Résumé de décision : Desrochers c. Procureur général du Québec, EYB 2021-373397, C.S., 8 février 2021.
Un citoyen échoue dans sa tentative de faire suspendre, relativement à certaines activités n'impliquant pas de contact avec autrui, l'application du décret instaurant le couvre-feu.

Dans le cadre de son pourvoi en contrôle judiciaire par lequel il plaide une atteinte à ses droits fondamentaux et l'absence de lien avec la protection du public, le demandeur veut obtenir un sursis partiel du décret instaurant le couvre-feu en raison des mesures sanitaires liées à la pandémie.
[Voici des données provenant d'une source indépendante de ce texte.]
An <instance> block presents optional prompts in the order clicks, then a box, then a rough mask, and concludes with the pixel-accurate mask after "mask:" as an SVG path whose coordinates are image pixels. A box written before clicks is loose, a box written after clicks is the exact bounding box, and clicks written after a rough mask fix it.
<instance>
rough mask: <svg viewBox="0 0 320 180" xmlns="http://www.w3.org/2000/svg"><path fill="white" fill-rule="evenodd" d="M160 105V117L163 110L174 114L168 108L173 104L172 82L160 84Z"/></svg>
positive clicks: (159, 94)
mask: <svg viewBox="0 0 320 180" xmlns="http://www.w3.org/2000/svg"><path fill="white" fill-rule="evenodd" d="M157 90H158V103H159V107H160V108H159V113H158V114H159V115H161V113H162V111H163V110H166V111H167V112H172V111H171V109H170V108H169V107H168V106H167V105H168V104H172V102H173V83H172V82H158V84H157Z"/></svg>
Il désire que, durant l'instance, l'interdiction de circuler à l'extérieur après 20h ne soit pas applicable aux activités de marche, de course à pied, de circulation automobile et de toute occupation de l'espace public qui n’implique aucun contact physique avec des personnes ne résidant pas sous le même toit.

De façon générale, accorder la suspension d’une loi ou d’un acte réglementaire commande une certaine prudence, mais encore plus dans le présent contexte où il est question de sécurité publique. À cet égard, le demandeur affirme précisément que le couvre-feu est une mesure trop large et draconienne, alors que les activités qu'il désire exclure n’impliquent aucun contact avec autrui et n’ont donc aucun lien rationnel avec la protection de la santé de la population. Il ajoute de façon subsidiaire que le gouvernement ne peut renouveler de façon répétitive l’état d’urgence sanitaire pour adopter des mesures successives pour répondre à la pandémie, ces décisions devant plutôt être prises par l’Assemblée nationale. Il n'est pas nié que le débat vise une question sérieuse à résoudre. L’interdiction de se retrouver à l’extérieur à certaines heures constitue certes une restriction aux droits du demandeur et la question de savoir si cette atteinte se justifie n'est pas futile. Le critère de l'apparence de droit est donc rempli.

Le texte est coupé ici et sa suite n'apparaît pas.